The soil wasn’t the only thing Dan had to get creative about on this job, and that’s fine by him. Dan joined Team Perficut in 2012 and in the last 10 years, he has moved from erosion control to project management, eventually running the project management team as well as overseeing his own projects. A couple of years ago, the director role opened up and he took the leap. He enjoys the challenge of each new job and managing shifting budgets and shifting deadlines. He manages Perficut’s construction team from top to bottom, which means he is responsible for 25-30 people broken up into seven three-person crews. Crews sometimes work together on larger projects, and Dan often does a lot of plotting and planning to make sure he has the labor to meet deadlines.

view of District at 6th courtyard

And deadlines are a big deal in his world. When Perficut gets a contract to work on a project, Dan schedules a preconstruction meeting with the general contractor, other trades, and his Perficut team. The group works together to draw up a schedule and confirm variables like crew size and materials availability. From there, the race begins to meet the deadline.
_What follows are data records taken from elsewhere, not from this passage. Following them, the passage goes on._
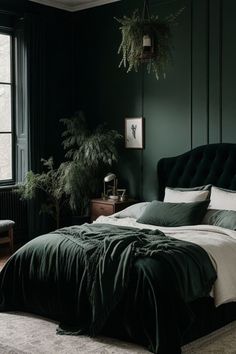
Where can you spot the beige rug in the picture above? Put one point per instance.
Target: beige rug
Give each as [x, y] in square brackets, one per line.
[26, 334]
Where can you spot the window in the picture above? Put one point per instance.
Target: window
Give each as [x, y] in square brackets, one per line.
[6, 108]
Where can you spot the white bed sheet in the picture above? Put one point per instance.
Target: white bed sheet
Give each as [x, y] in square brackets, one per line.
[219, 243]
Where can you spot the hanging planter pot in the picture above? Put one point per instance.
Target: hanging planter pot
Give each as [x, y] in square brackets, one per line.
[146, 39]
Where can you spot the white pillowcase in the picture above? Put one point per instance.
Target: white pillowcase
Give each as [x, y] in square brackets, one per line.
[133, 211]
[222, 199]
[177, 196]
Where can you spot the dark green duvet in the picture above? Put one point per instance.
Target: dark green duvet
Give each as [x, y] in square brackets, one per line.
[93, 279]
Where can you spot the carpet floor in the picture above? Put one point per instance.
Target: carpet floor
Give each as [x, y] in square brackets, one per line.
[26, 334]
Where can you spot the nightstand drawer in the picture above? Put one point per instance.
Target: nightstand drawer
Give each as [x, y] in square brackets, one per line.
[98, 209]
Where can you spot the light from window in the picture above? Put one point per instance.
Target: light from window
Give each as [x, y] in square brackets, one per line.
[5, 108]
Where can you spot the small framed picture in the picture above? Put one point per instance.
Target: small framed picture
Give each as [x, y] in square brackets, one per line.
[134, 133]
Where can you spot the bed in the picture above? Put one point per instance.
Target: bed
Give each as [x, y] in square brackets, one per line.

Each client has their own deadlines, and there a hundred factors that actively work against meeting them—including weather, labor shortages, and supply chain issues. Dan and his team try to take all of these factors into account when they’re budgeting and planning, but it’s an ongoing process that requires a lot of flexibility.

Once the big deadlines are in place, Dan hands things off to his project managers, but he still stays involved. Some jobs stretch into months or years, and those situations require weekly meetings, safety orientations, and coordination of other trades. There are a lot of moving parts, but everyone has the same goal: to get the work done on time and on budget.
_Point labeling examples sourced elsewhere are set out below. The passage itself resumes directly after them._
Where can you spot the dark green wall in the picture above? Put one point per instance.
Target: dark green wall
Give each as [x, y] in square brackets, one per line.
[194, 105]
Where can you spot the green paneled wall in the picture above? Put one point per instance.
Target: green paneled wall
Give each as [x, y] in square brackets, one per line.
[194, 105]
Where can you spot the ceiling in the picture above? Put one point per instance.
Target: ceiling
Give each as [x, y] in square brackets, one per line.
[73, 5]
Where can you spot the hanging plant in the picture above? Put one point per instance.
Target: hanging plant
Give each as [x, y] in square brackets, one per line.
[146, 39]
headshot Of Dan Mertes outside

“When we have a big push, it’s all hands on deck. I’m out there hauling mulch or doing whatever needs to be done to make sure we meet that deadline.” – Dan Mertes

And clients notice and appreciate this commitment. A lot of the feedback Dan gets from clients is that Perficut doesn’t miss deadlines. “We understand it’s a huge machine—it’s not just us,” he says. “We have a deadline, but then the client has an open date and deadlines for when the city has to sign off on things.” This is an even greater feat considering that Team Perficut is usually the last one on the site, and their schedule often gets compressed because of delays with weather and other trades.

Sticking to a Budget

Budget is always a big deal to clients, and Dan and his team do whatever they can to keep things affordable. They often work with clients on what is called value engineering, a process in which Dan and his team comb through the budget and look for ways to reduce costs. This can be something as simple as changing pavers or swapping out shrubs, but the end result can save the client thousands, depending on the scope of the project.
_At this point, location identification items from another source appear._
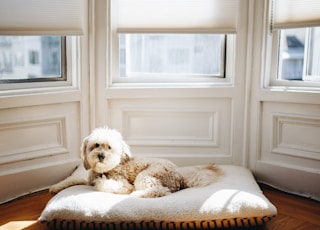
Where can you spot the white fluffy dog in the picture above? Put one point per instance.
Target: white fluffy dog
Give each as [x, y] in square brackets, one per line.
[113, 169]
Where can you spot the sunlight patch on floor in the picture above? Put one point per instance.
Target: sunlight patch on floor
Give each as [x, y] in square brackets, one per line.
[17, 224]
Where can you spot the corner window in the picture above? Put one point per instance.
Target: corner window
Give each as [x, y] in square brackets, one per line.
[299, 55]
[32, 59]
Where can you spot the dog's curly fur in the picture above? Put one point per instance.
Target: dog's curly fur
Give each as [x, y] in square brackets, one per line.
[113, 169]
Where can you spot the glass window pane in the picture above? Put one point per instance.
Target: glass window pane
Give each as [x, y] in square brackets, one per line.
[299, 54]
[313, 70]
[291, 55]
[176, 54]
[30, 57]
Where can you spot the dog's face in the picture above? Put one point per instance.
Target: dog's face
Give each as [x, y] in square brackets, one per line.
[103, 150]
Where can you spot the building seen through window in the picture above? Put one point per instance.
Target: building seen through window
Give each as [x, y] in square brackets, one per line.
[299, 54]
[30, 57]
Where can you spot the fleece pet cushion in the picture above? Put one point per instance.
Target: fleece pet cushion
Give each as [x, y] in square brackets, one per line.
[235, 200]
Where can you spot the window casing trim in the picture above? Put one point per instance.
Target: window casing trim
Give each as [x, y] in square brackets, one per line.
[72, 54]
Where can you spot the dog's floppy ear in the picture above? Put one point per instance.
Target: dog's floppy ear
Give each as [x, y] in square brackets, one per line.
[83, 149]
[126, 154]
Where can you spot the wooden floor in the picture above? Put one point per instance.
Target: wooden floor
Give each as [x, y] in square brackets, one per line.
[294, 213]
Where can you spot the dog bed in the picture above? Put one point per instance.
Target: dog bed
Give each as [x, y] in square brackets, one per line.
[235, 200]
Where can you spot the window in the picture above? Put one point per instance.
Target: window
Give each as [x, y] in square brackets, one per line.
[296, 47]
[299, 54]
[32, 58]
[183, 54]
[33, 46]
[180, 42]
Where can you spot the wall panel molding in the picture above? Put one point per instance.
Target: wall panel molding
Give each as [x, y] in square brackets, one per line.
[29, 139]
[171, 128]
[296, 136]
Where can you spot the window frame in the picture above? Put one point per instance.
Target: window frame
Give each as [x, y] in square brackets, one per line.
[71, 46]
[63, 76]
[168, 79]
[272, 81]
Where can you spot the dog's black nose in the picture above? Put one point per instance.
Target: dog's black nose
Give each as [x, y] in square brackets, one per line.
[101, 156]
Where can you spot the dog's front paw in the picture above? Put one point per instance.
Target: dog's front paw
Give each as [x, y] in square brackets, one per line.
[113, 186]
[56, 188]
When it’s not possible to reduce costs or they are running into challenges, Dan tries to be as upfront and honest with clients as possible. “Sometimes, I might be the bearer of bad news, but I feel like communication is key to building relationships,” he says. Open communication was essential during the COVID-19 pandemic, as the entire industry experienced major labor and materials shortages. Dan and his team are still fighting some of those battles today with the ongoing shipping crisis, but he finds that clients are much more understanding when there is frequent and open communication happening.

Communication is just one thing that clients appreciate about Perficut. Commitment is another. “We are expected to be there and get it done, regardless of extenuating circumstances, so we make it happen,” Dan says. “We get it done and we do it the right way, on time. That’s part of what makes us different. Every person at Perficut is passionate about honoring our commitment to the client.”